The International Law News is scheduled to be published quarterly during the second week of January, April, July and October, although consideration is being given to publishing more frequently depending on demand and the development of a reliable pipeline of contributors. In that regard, we are open to ideas for regular contributions on a particular topic that can run in each issue. A submitted piece could take anywhere from a few days to a few months to move from submission to publication, depending on the nearest publication date, available peer reviews, length of piece, and editorial calendar, though it’s best to plan for about a month’s turn-around time. Contributors are strongly urged to provide us with at least one month to review and edit a submission (e.g., submissions for the April issue should be delivered by the end of February); however, we also welcome communications letting us know that a submission will be made so that we can plan our editorial calendar.
Content should be submitted to Alan Gutterman, the current Editor-in-Chief of the International Law News, at email@example.com. Please submit your article as an MS Word file or an RTF file, via an e-mail attachment. At this time, Alan will review the submissions and determine, at his sole discretion, when they are accepted and what editorial changes might be appropriate. Eventually we will form an Editorial Board to assist in those activities and we welcome volunteers who would be interested in actively editing content to conform it to our guidelines. Among the factors that will be considered when submissions are reviewed are relevance, value, originality, timeliness, accuracy of law, quality and consistency with our guidelines. We present a variety of topics to readers, and so submissions may be rejected because of overlap with others already accepted. While we do not reprint republished articles, we are willing to work with contributors to re-purpose client alerts. A submission does not guarantee the piece will be published. Please note that because of deadline pressures, you may not see the final digital version until the submission is published.
All submissions should conform to the following guidelines:
- Our standard reference books are Webster's Collegiate Dictionary (for spelling and hyphenation); The Chicago Manual of Style (for all style, punctuation, and capitalization matters in written text as well as general rules of book making); A Uniform System of Citation (the Blue Book--for citation forms in endnotes) and The Elements of Style (by Strunk and White). Note that Blue Book rules apply only to citations.

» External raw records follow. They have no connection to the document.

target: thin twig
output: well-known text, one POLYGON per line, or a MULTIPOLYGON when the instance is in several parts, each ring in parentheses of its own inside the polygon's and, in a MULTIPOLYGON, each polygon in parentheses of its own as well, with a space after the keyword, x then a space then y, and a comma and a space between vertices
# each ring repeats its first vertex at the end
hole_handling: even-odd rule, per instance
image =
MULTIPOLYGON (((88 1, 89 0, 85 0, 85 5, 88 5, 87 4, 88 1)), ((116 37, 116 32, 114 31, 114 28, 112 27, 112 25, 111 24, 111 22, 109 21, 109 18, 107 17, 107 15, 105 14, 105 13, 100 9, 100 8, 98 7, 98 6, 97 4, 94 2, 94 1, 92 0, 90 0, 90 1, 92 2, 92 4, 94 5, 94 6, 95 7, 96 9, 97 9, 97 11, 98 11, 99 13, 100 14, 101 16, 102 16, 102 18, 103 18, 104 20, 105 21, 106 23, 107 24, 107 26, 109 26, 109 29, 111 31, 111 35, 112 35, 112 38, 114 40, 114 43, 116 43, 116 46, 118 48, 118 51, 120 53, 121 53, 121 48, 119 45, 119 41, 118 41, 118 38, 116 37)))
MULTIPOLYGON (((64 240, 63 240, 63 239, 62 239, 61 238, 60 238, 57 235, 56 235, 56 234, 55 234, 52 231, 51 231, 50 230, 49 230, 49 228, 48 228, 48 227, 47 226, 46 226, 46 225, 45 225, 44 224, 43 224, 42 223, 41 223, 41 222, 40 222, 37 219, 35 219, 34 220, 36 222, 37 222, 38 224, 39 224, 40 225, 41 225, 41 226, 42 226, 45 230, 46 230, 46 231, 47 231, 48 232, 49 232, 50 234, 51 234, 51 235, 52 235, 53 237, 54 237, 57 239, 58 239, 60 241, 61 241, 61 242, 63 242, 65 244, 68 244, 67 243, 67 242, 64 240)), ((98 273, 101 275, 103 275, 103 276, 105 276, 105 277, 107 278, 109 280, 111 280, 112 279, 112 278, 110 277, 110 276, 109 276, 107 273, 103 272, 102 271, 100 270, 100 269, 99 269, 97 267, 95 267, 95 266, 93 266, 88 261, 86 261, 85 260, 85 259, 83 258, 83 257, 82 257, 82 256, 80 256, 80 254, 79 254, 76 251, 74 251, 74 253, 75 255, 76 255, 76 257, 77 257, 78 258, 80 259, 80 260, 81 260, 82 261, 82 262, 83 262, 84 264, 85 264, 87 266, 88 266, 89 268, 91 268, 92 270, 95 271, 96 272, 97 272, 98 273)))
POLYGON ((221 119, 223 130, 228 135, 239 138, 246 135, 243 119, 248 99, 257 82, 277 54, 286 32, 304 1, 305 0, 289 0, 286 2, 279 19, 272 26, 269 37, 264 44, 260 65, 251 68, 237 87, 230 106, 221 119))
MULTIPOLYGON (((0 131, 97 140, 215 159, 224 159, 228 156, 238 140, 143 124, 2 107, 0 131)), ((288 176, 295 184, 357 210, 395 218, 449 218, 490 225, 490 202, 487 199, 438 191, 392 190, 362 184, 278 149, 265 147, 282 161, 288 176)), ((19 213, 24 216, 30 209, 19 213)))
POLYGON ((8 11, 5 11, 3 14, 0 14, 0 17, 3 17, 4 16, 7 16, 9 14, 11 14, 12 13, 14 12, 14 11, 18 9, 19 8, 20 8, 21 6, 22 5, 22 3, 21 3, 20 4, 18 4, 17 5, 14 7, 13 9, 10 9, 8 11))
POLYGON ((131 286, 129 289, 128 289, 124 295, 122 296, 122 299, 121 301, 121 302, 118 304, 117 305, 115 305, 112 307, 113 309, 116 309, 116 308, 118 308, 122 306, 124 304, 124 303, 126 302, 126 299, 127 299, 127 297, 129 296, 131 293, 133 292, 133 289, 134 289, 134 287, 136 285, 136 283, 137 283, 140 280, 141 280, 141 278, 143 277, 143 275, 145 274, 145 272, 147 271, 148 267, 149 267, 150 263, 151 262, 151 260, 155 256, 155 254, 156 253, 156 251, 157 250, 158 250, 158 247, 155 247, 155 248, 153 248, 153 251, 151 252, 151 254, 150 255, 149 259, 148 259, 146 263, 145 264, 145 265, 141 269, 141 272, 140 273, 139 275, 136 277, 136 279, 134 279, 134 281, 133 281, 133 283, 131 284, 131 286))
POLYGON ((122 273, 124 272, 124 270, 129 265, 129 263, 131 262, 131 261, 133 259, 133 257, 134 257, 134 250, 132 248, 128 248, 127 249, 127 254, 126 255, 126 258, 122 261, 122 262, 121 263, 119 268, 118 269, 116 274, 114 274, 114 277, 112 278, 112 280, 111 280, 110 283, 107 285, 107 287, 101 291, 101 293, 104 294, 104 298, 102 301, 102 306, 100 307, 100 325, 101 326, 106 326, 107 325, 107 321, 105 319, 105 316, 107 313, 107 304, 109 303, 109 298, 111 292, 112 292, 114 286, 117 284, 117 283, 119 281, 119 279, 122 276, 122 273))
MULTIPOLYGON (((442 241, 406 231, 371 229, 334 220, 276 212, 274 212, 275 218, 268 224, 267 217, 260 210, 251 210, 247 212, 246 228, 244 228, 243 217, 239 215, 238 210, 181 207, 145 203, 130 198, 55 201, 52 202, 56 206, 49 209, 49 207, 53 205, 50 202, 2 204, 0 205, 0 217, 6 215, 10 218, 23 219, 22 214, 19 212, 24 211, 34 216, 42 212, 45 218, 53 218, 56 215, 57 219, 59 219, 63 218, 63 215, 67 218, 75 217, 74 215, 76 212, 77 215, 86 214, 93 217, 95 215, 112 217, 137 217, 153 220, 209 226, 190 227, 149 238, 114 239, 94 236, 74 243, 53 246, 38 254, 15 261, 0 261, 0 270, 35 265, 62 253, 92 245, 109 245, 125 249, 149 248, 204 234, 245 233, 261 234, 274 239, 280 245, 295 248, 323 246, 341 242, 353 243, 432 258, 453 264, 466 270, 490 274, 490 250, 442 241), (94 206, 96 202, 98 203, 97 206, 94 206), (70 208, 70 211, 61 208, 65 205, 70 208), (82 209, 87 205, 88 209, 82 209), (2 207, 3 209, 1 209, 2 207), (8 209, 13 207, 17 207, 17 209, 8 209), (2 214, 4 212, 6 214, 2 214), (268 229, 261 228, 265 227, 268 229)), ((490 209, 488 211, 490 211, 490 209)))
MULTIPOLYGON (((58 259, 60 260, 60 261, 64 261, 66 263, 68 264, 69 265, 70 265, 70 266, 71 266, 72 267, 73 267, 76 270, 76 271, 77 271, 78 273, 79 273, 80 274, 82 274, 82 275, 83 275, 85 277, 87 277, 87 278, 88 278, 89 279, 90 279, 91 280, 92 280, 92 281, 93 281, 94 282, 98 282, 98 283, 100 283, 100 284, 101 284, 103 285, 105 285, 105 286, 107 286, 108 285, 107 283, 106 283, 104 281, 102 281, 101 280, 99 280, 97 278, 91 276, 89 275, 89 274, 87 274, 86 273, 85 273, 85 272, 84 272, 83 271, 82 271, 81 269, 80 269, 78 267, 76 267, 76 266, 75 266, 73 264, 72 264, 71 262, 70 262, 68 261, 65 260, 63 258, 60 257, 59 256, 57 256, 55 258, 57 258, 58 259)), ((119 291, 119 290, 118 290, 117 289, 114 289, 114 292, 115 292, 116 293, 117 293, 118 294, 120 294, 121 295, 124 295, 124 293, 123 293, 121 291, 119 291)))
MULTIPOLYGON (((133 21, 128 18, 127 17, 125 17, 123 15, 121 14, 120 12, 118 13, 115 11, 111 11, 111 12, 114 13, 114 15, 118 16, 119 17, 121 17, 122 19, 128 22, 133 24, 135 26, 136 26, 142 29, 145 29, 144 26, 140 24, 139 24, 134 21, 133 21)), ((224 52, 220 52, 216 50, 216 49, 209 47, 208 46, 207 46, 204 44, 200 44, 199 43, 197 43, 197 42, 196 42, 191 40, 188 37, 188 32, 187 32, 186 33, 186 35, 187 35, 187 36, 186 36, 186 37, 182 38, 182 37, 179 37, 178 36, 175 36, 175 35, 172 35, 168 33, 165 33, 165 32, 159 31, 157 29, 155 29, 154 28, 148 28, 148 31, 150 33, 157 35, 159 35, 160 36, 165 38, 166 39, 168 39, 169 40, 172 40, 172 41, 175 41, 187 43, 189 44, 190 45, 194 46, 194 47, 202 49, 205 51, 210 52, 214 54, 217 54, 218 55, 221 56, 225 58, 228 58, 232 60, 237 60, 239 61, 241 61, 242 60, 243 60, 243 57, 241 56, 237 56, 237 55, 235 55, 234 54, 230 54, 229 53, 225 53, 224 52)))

- Always use endnotes (as few as possible) and do not bury information in the endnotes (endnotes should consist almost exclusively of citations). Minimize spot citations; in other words, Id. is not that important.
- Include two or three biographical sentences for each author.
In the event that a submission does not comply with the guidelines, it will be returned to the author for review and correction.
When making a submission for an article or long-form content, please provide a short summary (two sentences). In addition, all submissions should be accompanied by a short biographical statement, two or three sentences, that will be published along with the submission.
If a submission is accepted for publication, authors are expected to sign a publication agreement granting the ABA the right of first publication (a submission cannot be published unless and until such an agreement is signed).